The Lydian International company, which had won exclusive rights to develop the Amulsar deposit, said it has suffered millions of dollars in losses and could take legal action if one of the largest business projects in Armenia’s history is disrupted.
All roads leading to Amulsar have been blocked since June 23 by a group of residents of nearby communities protesting against gold mining operations planned there. More than 1,400 people working there, many of them also local residents, have therefore been unable to go to work.
The protesters already twice blocked workers’ access to the site for several days in late May and early June. Prime Minister Nikol Pashinian urged them to end the protests. He said he will order government inspections of “all metal mines” in the country to verify and, if necessary, ensure their compliance with environment protection norms.
Pashinian criticized the renewed road blockade on June 25, warning that it could be deemed an act of “sabotage” against Armenia’s new government. He said Lydian must be allowed to resume its operations pending the findings of an ad hoc government task force that will start inspecting the mining company soon.
However, the protesters rejected the appeal, saying that Lydian must immediately halt the construction of its gold mining and smelting facilities at Amulsar, which was due to be completed this fall.
Pashinian said on Sunday that all government decisions regarding Amulsar will be based on “irrefutable facts.” He did not say whether he will order the Armenian police to forcibly unblock the mining site.
The Lydian employees led by senior company executives in Armenia marched to the prime minister’s office in Yerevan the following morning. They demanded urgent government action against what they see as an illegal obstruction of their company’s operations.
“As many as t 1,400-1,500 people earning a living there are now forced to stay at home,” said one of the protesting workers. “If our operations are illegal then let them find a solution to that. If they are legal, then the roads must be reopened so that the people can go back to work.”
“We have already suffered $5 million in losses in the last ten days,” Lydian’s chief executive in Armenia, Hayk Aloyan, told RFE/RL’s Armenian service (Azatutyun.am).
Aloyan insisted that Lydian, which is registered in a British tax haven but headquartered in the U.S. state of Colorado, is not yet considering suing the Armenian state for failing to meet its contractual obligations.
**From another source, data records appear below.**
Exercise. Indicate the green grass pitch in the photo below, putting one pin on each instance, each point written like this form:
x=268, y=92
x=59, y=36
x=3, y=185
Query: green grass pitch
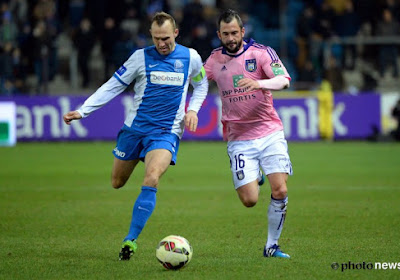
x=60, y=218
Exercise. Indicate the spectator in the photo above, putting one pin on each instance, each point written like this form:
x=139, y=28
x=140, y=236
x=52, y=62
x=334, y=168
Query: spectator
x=388, y=53
x=84, y=41
x=305, y=25
x=8, y=28
x=396, y=114
x=333, y=74
x=348, y=24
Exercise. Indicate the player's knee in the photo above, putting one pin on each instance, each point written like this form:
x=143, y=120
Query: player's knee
x=151, y=179
x=279, y=192
x=249, y=202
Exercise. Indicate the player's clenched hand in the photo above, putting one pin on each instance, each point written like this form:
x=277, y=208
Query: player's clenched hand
x=191, y=120
x=70, y=116
x=249, y=84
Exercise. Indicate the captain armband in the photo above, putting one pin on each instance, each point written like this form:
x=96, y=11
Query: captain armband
x=199, y=76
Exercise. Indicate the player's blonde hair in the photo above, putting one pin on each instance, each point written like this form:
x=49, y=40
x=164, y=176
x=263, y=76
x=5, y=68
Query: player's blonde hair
x=161, y=17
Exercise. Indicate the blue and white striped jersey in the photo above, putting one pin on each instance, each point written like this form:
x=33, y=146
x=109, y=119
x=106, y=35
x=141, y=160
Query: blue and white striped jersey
x=160, y=89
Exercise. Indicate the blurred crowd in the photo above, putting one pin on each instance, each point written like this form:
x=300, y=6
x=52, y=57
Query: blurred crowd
x=29, y=32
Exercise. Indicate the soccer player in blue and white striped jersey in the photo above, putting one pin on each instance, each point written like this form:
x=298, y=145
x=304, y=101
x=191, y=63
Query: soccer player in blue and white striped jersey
x=155, y=124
He said the demonstration staged by Lydian employees was also a show of support for the Pashinian government’s stance on the Amulsar blockage.
Still, Aloyan did not rule out the possibility of legal action. “If we see that the matter is not solved through dialogue, we could appeal to other bodies and try to have our rights restored. But we will keep working with the government [for now.]”
Lydian started construction at Amulsar in 2016 after going through a lengthy licensing process administered by Armenia’s former government. It pledged to invest more than $400 million in the deposit and more than triple Armenia’s gold exports which stood at an estimated $100 million last year.
Gold production at Amulsar was due to start before the end of this year. It is not yet clear whether the continuing protests there will delay it.
Armenian environment protection groups are strongly opposed to the Amulsar project, saying that it would contaminate air and water in the mountainous area. Lydian maintains that it will use advanced technology to prevent any damage to the local ecosystem.
The mining project is strongly supported by the U.S. and British governments. The U.S. ambassador to Armenia, Richard Mills, argued last year that it has been deemed “fully compliant” with environment protection standards set by the World Bank and the European Bank for Reconstruction and Development (EBRD). The EBRD holds a minority stake in Lydian.
Mills apparently expressed concern over the disruptions when he met with Deputy Prime Minister Tigran Avinian on June 14. According to Avinian’s press office, the U.S. envoy “stressed the importance of the continuation of Lydian Armenia’s activities.”
According to the National Statistical Service (NSS), Lydian was the main source of $246 million in foreign direct investment attracted by Armenia last year.